The biographer ties his narrative together with a pair of recurring elements. The initial he establishes at the beginning – it is the symbol of the legendary sea monster. Tennyson was a 20-year-old scholar when he composed his verse about it. In Holmes’s view, with its combination of “Nordic tales, 18th-century zoology, 19th-century science fiction and the scriptural reference”, the brief sonnet presents ideas to which Tennyson would continually explore. Its impression of something immense, unutterable and sad, concealed inaccessible of human understanding, anticipates the mood of In Memoriam. It signifies Tennyson’s debut as a master of rhythm and as the creator of symbols in which awful mystery is packed into a few dazzlingly indicative phrases.

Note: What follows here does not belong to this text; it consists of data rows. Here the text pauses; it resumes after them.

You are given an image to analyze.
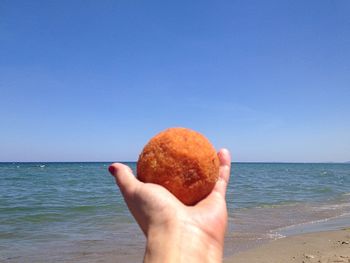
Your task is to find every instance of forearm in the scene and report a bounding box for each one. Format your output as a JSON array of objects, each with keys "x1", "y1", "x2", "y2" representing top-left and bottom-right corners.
[{"x1": 144, "y1": 225, "x2": 223, "y2": 263}]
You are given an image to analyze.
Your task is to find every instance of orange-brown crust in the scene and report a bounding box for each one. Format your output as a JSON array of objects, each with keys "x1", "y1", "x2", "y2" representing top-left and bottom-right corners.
[{"x1": 137, "y1": 128, "x2": 219, "y2": 205}]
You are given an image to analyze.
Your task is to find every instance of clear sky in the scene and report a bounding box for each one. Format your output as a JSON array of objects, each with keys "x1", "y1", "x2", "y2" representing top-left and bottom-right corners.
[{"x1": 0, "y1": 0, "x2": 350, "y2": 162}]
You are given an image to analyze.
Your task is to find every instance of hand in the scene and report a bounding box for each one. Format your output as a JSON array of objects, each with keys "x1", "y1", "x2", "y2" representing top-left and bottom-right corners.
[{"x1": 109, "y1": 149, "x2": 231, "y2": 262}]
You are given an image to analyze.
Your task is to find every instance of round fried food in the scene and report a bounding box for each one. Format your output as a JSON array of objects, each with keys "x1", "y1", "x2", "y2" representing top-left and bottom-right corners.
[{"x1": 137, "y1": 128, "x2": 219, "y2": 205}]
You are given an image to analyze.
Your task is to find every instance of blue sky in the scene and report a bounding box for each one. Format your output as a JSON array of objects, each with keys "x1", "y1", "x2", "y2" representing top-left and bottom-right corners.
[{"x1": 0, "y1": 0, "x2": 350, "y2": 162}]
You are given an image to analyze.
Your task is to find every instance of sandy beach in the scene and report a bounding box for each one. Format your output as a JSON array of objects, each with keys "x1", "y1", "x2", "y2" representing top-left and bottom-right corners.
[{"x1": 224, "y1": 228, "x2": 350, "y2": 263}]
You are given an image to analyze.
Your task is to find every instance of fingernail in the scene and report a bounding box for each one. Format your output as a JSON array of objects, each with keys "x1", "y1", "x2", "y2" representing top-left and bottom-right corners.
[{"x1": 108, "y1": 165, "x2": 115, "y2": 175}]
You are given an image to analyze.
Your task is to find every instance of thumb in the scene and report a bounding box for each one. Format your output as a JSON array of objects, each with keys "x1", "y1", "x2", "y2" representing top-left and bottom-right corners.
[{"x1": 108, "y1": 163, "x2": 141, "y2": 197}]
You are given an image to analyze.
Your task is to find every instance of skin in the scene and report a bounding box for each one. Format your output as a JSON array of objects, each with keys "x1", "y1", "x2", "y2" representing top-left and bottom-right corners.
[{"x1": 109, "y1": 149, "x2": 231, "y2": 263}]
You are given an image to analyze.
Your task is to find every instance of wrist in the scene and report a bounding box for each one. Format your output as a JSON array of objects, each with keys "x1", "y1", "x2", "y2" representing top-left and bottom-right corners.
[{"x1": 144, "y1": 222, "x2": 223, "y2": 263}]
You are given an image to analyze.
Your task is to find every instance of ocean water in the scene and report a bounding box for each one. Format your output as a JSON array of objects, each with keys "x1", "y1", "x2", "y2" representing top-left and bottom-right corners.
[{"x1": 0, "y1": 163, "x2": 350, "y2": 262}]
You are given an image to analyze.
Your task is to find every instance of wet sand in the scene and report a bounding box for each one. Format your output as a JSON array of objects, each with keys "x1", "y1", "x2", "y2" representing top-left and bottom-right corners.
[{"x1": 224, "y1": 228, "x2": 350, "y2": 263}]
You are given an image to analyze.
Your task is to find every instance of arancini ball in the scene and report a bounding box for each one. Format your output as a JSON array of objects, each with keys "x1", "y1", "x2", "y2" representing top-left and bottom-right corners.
[{"x1": 137, "y1": 128, "x2": 220, "y2": 205}]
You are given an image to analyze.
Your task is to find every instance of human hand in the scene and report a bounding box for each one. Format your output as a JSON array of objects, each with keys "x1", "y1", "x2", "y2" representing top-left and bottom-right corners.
[{"x1": 109, "y1": 149, "x2": 231, "y2": 262}]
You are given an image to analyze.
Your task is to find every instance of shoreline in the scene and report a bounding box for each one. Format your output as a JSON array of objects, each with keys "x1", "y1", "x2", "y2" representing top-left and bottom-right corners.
[{"x1": 224, "y1": 227, "x2": 350, "y2": 263}]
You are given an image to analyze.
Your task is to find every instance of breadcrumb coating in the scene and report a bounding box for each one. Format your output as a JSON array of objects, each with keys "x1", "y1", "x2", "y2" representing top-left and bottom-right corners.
[{"x1": 137, "y1": 128, "x2": 219, "y2": 205}]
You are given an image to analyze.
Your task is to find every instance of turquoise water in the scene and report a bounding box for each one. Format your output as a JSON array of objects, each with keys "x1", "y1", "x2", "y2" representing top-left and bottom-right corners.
[{"x1": 0, "y1": 163, "x2": 350, "y2": 262}]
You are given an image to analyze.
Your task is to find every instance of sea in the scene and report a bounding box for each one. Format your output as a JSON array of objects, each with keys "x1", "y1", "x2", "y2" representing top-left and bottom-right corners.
[{"x1": 0, "y1": 162, "x2": 350, "y2": 263}]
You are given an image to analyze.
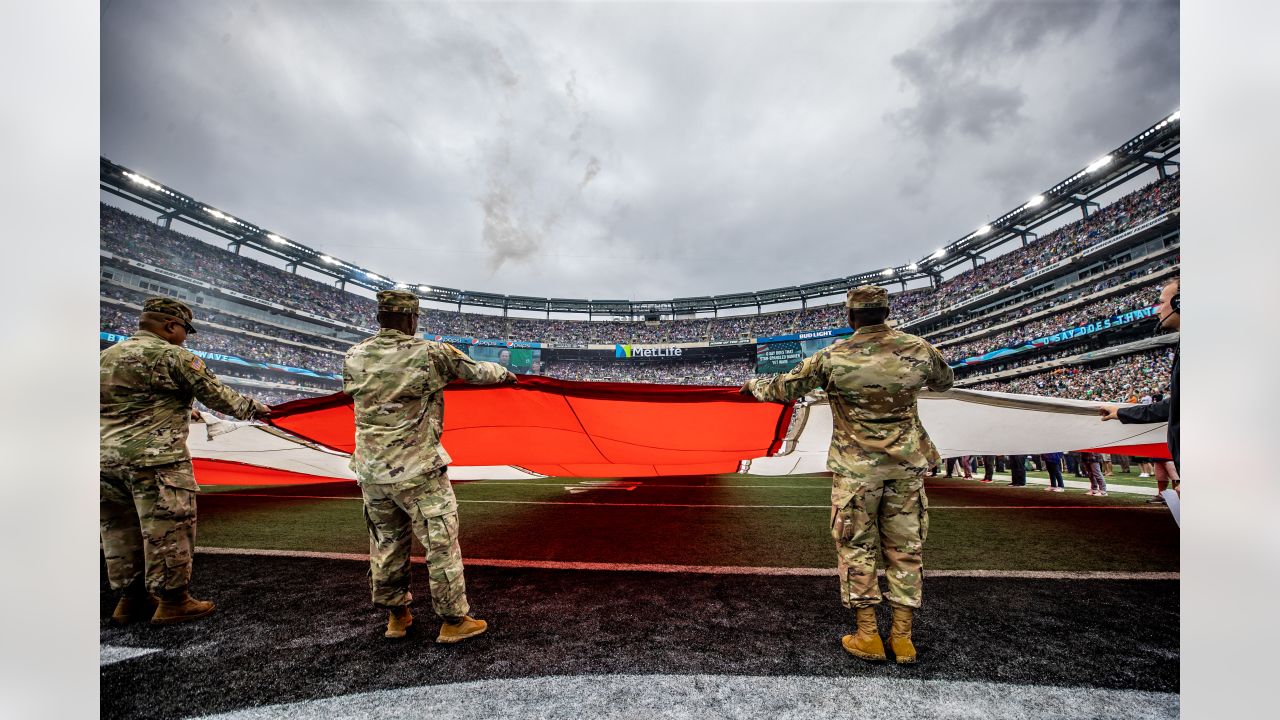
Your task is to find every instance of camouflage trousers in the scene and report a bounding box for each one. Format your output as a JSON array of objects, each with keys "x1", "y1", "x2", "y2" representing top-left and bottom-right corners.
[
  {"x1": 361, "y1": 468, "x2": 470, "y2": 619},
  {"x1": 99, "y1": 461, "x2": 198, "y2": 593},
  {"x1": 831, "y1": 475, "x2": 929, "y2": 607}
]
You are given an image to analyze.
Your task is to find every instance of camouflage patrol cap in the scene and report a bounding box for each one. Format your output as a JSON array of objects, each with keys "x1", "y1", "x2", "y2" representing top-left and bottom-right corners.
[
  {"x1": 378, "y1": 290, "x2": 417, "y2": 315},
  {"x1": 142, "y1": 297, "x2": 196, "y2": 334},
  {"x1": 845, "y1": 284, "x2": 888, "y2": 310}
]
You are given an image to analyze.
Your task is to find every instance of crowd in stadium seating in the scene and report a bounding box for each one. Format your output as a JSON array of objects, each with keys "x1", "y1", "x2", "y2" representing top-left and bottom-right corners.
[
  {"x1": 102, "y1": 284, "x2": 351, "y2": 352},
  {"x1": 920, "y1": 255, "x2": 1180, "y2": 345},
  {"x1": 100, "y1": 204, "x2": 376, "y2": 327},
  {"x1": 938, "y1": 284, "x2": 1160, "y2": 363},
  {"x1": 101, "y1": 167, "x2": 1179, "y2": 400},
  {"x1": 99, "y1": 304, "x2": 342, "y2": 373},
  {"x1": 895, "y1": 176, "x2": 1179, "y2": 318},
  {"x1": 541, "y1": 360, "x2": 755, "y2": 386},
  {"x1": 972, "y1": 348, "x2": 1174, "y2": 402},
  {"x1": 101, "y1": 170, "x2": 1179, "y2": 345}
]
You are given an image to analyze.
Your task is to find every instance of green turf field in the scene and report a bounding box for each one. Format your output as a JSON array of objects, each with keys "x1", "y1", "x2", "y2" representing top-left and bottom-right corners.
[{"x1": 198, "y1": 475, "x2": 1179, "y2": 571}]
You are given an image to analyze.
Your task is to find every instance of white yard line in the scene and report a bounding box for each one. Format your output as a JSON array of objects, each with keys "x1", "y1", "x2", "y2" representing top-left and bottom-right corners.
[
  {"x1": 196, "y1": 547, "x2": 1178, "y2": 580},
  {"x1": 215, "y1": 492, "x2": 1164, "y2": 510}
]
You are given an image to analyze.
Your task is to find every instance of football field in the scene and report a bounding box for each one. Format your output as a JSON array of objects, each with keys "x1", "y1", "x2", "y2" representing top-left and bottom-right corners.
[{"x1": 101, "y1": 475, "x2": 1179, "y2": 717}]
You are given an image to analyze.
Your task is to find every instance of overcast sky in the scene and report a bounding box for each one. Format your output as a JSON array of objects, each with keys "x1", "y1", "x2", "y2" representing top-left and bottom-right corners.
[{"x1": 101, "y1": 0, "x2": 1179, "y2": 300}]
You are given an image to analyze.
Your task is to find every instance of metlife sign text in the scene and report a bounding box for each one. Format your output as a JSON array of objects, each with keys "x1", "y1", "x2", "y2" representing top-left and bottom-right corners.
[{"x1": 613, "y1": 345, "x2": 684, "y2": 357}]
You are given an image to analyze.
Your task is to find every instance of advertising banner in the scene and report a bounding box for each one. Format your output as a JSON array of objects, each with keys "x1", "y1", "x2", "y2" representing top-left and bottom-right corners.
[
  {"x1": 422, "y1": 333, "x2": 541, "y2": 347},
  {"x1": 755, "y1": 328, "x2": 852, "y2": 373},
  {"x1": 466, "y1": 343, "x2": 543, "y2": 375},
  {"x1": 951, "y1": 305, "x2": 1157, "y2": 368},
  {"x1": 613, "y1": 345, "x2": 685, "y2": 357},
  {"x1": 755, "y1": 340, "x2": 804, "y2": 373}
]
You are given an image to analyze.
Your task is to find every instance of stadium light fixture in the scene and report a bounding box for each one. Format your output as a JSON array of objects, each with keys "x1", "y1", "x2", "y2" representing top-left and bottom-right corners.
[
  {"x1": 1084, "y1": 155, "x2": 1111, "y2": 173},
  {"x1": 124, "y1": 170, "x2": 164, "y2": 190},
  {"x1": 205, "y1": 208, "x2": 232, "y2": 222}
]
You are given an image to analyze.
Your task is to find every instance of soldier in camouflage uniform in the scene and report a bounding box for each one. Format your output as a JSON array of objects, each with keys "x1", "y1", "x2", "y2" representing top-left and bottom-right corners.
[
  {"x1": 99, "y1": 297, "x2": 270, "y2": 624},
  {"x1": 742, "y1": 286, "x2": 954, "y2": 662},
  {"x1": 342, "y1": 290, "x2": 516, "y2": 642}
]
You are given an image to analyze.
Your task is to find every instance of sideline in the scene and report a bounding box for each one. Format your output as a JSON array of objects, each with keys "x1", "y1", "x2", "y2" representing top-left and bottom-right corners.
[
  {"x1": 196, "y1": 547, "x2": 1179, "y2": 580},
  {"x1": 209, "y1": 492, "x2": 1165, "y2": 511}
]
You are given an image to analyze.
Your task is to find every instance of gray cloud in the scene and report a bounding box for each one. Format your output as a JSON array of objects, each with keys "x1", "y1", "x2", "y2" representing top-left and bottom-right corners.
[{"x1": 101, "y1": 0, "x2": 1178, "y2": 299}]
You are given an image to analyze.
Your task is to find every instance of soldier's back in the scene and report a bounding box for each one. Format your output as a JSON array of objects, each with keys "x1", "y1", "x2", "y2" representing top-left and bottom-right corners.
[
  {"x1": 827, "y1": 327, "x2": 936, "y2": 420},
  {"x1": 99, "y1": 333, "x2": 200, "y2": 465},
  {"x1": 823, "y1": 325, "x2": 951, "y2": 477}
]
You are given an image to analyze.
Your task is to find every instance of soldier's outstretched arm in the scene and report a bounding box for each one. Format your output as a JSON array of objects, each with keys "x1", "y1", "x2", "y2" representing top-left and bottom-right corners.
[
  {"x1": 168, "y1": 348, "x2": 270, "y2": 420},
  {"x1": 439, "y1": 345, "x2": 516, "y2": 386},
  {"x1": 924, "y1": 345, "x2": 956, "y2": 392},
  {"x1": 742, "y1": 352, "x2": 827, "y2": 402}
]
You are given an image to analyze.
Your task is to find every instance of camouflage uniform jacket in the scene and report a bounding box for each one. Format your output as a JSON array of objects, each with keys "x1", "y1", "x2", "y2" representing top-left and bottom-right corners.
[
  {"x1": 97, "y1": 331, "x2": 266, "y2": 468},
  {"x1": 342, "y1": 328, "x2": 508, "y2": 483},
  {"x1": 749, "y1": 324, "x2": 954, "y2": 478}
]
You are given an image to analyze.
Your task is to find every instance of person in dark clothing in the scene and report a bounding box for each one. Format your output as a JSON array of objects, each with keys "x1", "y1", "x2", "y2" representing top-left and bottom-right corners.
[
  {"x1": 1041, "y1": 452, "x2": 1066, "y2": 492},
  {"x1": 1009, "y1": 455, "x2": 1027, "y2": 488},
  {"x1": 1098, "y1": 281, "x2": 1181, "y2": 471},
  {"x1": 982, "y1": 455, "x2": 996, "y2": 483}
]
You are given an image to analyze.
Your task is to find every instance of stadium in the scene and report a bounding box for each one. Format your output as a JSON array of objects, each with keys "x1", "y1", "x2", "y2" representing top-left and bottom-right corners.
[
  {"x1": 87, "y1": 5, "x2": 1183, "y2": 719},
  {"x1": 100, "y1": 113, "x2": 1179, "y2": 717}
]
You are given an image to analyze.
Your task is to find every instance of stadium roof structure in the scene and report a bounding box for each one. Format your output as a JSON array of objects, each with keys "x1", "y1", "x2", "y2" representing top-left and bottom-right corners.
[{"x1": 100, "y1": 111, "x2": 1181, "y2": 318}]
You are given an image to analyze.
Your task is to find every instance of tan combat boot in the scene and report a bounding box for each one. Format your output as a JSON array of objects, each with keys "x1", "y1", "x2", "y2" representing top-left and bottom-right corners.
[
  {"x1": 384, "y1": 605, "x2": 413, "y2": 638},
  {"x1": 840, "y1": 605, "x2": 884, "y2": 660},
  {"x1": 435, "y1": 615, "x2": 489, "y2": 643},
  {"x1": 888, "y1": 606, "x2": 915, "y2": 665},
  {"x1": 151, "y1": 589, "x2": 214, "y2": 625},
  {"x1": 111, "y1": 591, "x2": 160, "y2": 625}
]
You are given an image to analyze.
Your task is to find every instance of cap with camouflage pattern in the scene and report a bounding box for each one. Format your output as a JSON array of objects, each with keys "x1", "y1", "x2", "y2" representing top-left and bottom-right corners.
[
  {"x1": 845, "y1": 284, "x2": 888, "y2": 310},
  {"x1": 142, "y1": 297, "x2": 196, "y2": 334},
  {"x1": 378, "y1": 290, "x2": 417, "y2": 315}
]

The second motif is the counterpart. Where the fictional creature epitomises all that is gloomy about Tennyson, his friendship with a actual person, Edward FitzGerald, of whom he would write ““there was no better ally”, evokes all that is affectionate and lighthearted in the poet. With him, Holmes introduces us to a facet of Tennyson seldom known. A Tennyson who, after reciting some of his most impressive lines with “grotesque grimness”, would unexpectedly roar with laughter at his own gravity. A Tennyson who, after calling on ““his friend FitzGerald” at home, penned a thank-you letter in verse depicting him in his rose garden with his pet birds sitting all over him, planting their “rosy feet … on back, palm and leg”, and even on his head. It’s an picture of joy nicely suited to FitzGerald’s significant praise of enjoyment – his interpretation of The Rubáiyát of Omar Khayyám. It also summons up the brilliant foolishness of the pair's mutual friend Edward Lear. It’s pleasing to be informed that Tennyson, the mournful Great Man, was also the source for Lear’s verse about the elderly gentleman with a beard in which “nocturnal birds and a chicken, four larks and a wren” constructed their dwellings.

A Compelling {Biography|Life Story|

Terrance Osborne
Terrance Osborne

A seasoned tech writer and digital strategist with over a decade of experience in the industry.